I downloaded their data from an article that included ATAC-seq datas. There are hundreds of BAM files for different sample ages. These files have removed mitochondria and duplicated sequences.
First I merged a sets of BAM files.
samtools merge scATAC_joint_noDup_noMT_MERGE.bam -b bamlist.txt
samtools index scATAC_joint_noDup_noMT_MERGE.bam
Then I collect metrics (Code and explanation from the author)
java -Xmx8g -jar picard.jar CollectMultipleMetrics I=scATAC_joint_noDup_noMT_MERGE.bam O=scATAC_joint_noDup_noMT_MERGE_metrics R=/directory_to/Genomes/panTro4/whole_genome.fa
I got
Error: Unable to access jarfile picard.jar
I found the solution on the Internet. Need to give picard.jar absolute path. And the reference genome needs to be changed to my path. So I changed it to the following code.

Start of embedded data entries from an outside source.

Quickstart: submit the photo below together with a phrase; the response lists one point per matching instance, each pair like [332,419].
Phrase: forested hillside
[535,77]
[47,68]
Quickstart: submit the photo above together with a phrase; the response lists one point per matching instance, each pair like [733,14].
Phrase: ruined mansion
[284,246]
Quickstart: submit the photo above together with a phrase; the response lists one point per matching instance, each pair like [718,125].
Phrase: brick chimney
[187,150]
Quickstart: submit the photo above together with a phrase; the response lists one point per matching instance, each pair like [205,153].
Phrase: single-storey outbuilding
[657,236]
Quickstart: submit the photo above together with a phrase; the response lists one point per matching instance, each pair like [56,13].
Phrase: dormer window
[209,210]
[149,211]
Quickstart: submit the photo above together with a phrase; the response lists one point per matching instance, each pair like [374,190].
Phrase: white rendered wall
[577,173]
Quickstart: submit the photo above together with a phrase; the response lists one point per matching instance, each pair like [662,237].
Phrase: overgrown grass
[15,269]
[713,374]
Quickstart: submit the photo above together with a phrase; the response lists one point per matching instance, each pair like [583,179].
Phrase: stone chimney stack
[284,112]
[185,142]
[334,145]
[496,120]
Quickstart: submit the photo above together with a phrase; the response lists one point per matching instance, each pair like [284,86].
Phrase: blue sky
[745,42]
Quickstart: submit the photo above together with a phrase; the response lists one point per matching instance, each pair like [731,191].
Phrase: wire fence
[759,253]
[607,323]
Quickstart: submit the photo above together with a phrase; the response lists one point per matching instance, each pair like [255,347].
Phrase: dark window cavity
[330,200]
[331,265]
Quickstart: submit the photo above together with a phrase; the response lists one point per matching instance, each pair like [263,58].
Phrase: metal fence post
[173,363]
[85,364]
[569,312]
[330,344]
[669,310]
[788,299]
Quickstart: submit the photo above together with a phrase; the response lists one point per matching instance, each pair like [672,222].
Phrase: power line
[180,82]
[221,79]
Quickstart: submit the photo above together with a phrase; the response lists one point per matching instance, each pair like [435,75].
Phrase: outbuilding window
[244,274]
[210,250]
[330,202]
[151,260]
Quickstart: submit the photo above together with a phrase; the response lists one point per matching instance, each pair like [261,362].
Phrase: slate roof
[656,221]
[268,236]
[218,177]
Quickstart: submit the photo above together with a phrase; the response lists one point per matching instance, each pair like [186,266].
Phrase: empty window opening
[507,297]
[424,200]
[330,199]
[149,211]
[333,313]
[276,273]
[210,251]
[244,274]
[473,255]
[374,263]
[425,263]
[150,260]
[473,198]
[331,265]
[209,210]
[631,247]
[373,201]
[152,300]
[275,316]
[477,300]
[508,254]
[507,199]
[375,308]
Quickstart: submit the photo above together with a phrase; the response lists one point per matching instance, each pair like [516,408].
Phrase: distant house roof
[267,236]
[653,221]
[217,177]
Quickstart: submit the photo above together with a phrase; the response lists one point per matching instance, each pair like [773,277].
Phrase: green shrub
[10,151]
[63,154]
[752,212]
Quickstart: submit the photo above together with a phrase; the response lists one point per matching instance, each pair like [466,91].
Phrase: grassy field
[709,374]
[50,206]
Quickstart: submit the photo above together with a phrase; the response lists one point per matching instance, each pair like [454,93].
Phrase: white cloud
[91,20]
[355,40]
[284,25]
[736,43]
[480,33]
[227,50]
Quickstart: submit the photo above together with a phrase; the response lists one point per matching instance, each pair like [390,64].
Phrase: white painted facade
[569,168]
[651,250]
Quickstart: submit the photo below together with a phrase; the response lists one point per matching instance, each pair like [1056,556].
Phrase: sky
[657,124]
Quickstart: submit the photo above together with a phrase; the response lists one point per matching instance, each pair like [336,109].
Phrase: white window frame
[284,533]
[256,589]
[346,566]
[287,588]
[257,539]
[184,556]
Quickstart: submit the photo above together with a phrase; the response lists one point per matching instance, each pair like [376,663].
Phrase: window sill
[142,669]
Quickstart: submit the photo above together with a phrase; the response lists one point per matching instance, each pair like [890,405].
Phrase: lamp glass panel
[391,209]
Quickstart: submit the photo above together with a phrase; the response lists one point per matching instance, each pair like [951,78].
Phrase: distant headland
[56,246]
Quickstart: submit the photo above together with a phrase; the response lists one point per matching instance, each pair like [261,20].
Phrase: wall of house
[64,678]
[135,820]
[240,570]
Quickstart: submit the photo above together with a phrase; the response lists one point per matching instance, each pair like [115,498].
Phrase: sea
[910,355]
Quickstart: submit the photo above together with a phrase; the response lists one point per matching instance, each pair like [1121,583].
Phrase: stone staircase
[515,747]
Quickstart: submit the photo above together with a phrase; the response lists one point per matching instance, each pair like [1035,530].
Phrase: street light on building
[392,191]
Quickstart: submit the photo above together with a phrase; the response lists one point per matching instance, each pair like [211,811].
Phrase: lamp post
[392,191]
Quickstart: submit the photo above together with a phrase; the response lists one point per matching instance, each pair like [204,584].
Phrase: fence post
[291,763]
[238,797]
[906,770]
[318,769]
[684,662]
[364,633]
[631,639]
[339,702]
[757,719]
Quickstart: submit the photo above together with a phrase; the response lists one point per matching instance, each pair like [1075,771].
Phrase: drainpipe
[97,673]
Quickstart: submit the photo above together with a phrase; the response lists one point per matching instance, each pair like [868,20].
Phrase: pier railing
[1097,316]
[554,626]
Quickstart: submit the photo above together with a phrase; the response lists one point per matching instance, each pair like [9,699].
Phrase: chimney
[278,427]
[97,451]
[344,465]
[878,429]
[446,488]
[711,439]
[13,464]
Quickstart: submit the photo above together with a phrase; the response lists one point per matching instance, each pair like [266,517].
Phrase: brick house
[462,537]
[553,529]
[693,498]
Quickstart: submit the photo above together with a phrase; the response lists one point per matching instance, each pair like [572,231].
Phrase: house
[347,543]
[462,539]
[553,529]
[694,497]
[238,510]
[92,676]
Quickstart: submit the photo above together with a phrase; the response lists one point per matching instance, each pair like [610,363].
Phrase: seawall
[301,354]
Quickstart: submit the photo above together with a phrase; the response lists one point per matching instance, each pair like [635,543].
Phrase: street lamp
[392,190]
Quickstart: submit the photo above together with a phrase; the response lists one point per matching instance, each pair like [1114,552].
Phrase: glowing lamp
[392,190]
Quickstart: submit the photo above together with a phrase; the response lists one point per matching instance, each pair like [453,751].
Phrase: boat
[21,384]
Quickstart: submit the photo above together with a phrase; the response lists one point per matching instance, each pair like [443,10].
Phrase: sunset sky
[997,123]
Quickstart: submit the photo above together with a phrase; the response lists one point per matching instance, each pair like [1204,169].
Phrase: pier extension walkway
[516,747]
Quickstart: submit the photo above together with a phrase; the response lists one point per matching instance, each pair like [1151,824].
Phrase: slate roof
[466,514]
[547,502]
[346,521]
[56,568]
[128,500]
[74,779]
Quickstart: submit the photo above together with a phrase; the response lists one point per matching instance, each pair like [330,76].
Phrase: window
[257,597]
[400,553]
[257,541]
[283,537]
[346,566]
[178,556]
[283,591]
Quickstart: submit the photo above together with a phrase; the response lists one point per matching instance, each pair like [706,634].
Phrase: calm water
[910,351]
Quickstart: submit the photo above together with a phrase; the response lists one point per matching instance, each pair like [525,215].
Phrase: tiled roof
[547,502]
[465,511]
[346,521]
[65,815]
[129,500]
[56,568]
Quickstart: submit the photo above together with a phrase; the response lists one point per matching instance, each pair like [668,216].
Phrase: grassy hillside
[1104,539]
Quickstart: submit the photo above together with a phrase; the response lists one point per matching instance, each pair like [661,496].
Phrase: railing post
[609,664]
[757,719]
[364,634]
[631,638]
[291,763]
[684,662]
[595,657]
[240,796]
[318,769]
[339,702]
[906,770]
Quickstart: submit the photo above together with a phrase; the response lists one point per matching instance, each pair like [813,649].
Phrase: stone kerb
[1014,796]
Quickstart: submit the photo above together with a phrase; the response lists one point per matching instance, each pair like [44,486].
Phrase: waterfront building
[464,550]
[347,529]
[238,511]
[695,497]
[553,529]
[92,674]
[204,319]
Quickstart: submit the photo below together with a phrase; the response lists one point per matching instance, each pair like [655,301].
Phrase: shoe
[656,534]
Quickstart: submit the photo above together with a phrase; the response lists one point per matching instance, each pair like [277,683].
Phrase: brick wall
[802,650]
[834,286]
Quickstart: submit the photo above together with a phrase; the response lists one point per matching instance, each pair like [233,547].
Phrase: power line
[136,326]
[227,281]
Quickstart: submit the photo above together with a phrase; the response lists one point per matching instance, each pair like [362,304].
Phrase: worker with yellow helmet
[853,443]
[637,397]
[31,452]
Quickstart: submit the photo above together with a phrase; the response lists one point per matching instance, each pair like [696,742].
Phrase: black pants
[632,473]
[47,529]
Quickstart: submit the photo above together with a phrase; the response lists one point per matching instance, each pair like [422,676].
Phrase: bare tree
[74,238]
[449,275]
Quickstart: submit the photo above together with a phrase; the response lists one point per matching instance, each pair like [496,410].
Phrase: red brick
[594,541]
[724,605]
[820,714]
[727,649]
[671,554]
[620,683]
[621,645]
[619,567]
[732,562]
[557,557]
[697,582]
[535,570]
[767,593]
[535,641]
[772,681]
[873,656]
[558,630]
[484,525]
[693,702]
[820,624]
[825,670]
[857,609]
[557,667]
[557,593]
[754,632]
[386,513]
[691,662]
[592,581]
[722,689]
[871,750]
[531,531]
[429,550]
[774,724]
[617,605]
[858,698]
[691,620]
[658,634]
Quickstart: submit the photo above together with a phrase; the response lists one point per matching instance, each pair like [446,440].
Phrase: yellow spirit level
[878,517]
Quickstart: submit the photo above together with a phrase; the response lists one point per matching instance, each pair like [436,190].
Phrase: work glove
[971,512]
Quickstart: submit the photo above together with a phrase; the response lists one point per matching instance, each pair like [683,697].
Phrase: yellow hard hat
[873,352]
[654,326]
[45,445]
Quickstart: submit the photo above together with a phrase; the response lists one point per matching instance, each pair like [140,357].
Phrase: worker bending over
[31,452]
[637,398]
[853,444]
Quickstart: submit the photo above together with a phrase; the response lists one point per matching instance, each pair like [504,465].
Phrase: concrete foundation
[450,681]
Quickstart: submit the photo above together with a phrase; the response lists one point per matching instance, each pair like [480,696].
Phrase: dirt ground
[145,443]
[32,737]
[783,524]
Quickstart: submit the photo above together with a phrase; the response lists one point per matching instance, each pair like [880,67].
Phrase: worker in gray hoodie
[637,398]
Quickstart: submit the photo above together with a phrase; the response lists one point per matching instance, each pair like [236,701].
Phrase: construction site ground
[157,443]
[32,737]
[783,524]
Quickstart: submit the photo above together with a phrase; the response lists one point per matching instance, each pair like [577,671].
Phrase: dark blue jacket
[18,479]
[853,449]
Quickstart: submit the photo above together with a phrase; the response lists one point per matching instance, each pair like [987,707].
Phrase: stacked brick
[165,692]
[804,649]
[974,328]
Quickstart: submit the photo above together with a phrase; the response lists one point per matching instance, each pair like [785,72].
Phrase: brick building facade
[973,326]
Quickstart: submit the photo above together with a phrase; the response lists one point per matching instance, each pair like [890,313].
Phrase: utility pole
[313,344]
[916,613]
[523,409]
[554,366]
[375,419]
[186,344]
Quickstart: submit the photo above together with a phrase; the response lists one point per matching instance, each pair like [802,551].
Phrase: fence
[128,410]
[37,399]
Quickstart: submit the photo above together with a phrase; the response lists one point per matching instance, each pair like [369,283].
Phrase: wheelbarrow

java -Xmx8g -jar /home/CaiCB/miniconda3/envs/atac/share/picard-2.25.7-0/picard.jar CollectMultipleMetrics I=scATAC_joint_noDup_noMT_MERGE.bam O=scATAC_joint_noDup_noMT_MERGE_metrics R=/Data/CaiCB/Genomes/human_hg38/hg38.fa
Then I got new error
[Tue Aug 03 08:11:02 EDT 2021] Executing as CaiCB@localhost.localdomain on Linux 3. 10.0-1127.10.1.el7.x86_64 amd64; OpenJDK 64-Bit Server VM 1.8.0_121-b15; Deflater: Intel; Inflater: Intel; Provider GCS is not available; Picard version: 2.25.7
Exception in thread "main" htsjdk.samtools.util.SequenceUtil$SequenceListsDifferException: Sequence dictionaries are not the same size (84, 195) at htsjdk.samtools.util.SequenceUtil.assertSequenceListsEqual(SequenceUtil. java:259) at htsjdk.samtools.util.SequenceUtil.assertSequenceDictionariesEqual(Sequen ceUtil.java:342) at htsjdk.samtools.util.SequenceUtil.assertSequenceDictionariesEqual(Sequen ceUtil.java:328) at picard.analysis.SinglePassSamProgram.makeItSo(SinglePassSamProgram.java: 117) at picard.analysis.CollectMultipleMetrics.doWork(CollectMultipleMetrics.jav a:739) at picard.cmdline.CommandLineProgram.instanceMain(CommandLineProgram.java:3 08) at picard.cmdline.PicardCommandLine.instanceMain(PicardCommandLine.java:103 ) at picard.cmdline.PicardCommandLine.main(PicardCommandLine.java:113)
Just pick some of them.
Can someone help me with my problem? be deeply grateful.
Thank you for the answer
The script provided in the article suggests that I add my own reference genome
So I downloaded the human genome, hg38. (This article includes human and chimpanzee data, I first analyzed the human data.)
Could you tell me what kind of files I should use as a reference?
As I said, the reference file that was used to map the bam.
Thanks. I see what you mean.
I downloaded hg38.fa.gz from UCSC and there are many files on the website. I read the article carefully and found that the author ues hg19 as reference. So I downloaded hg19(chromFa.tar.gz) and uncompressed. Finally the code is running.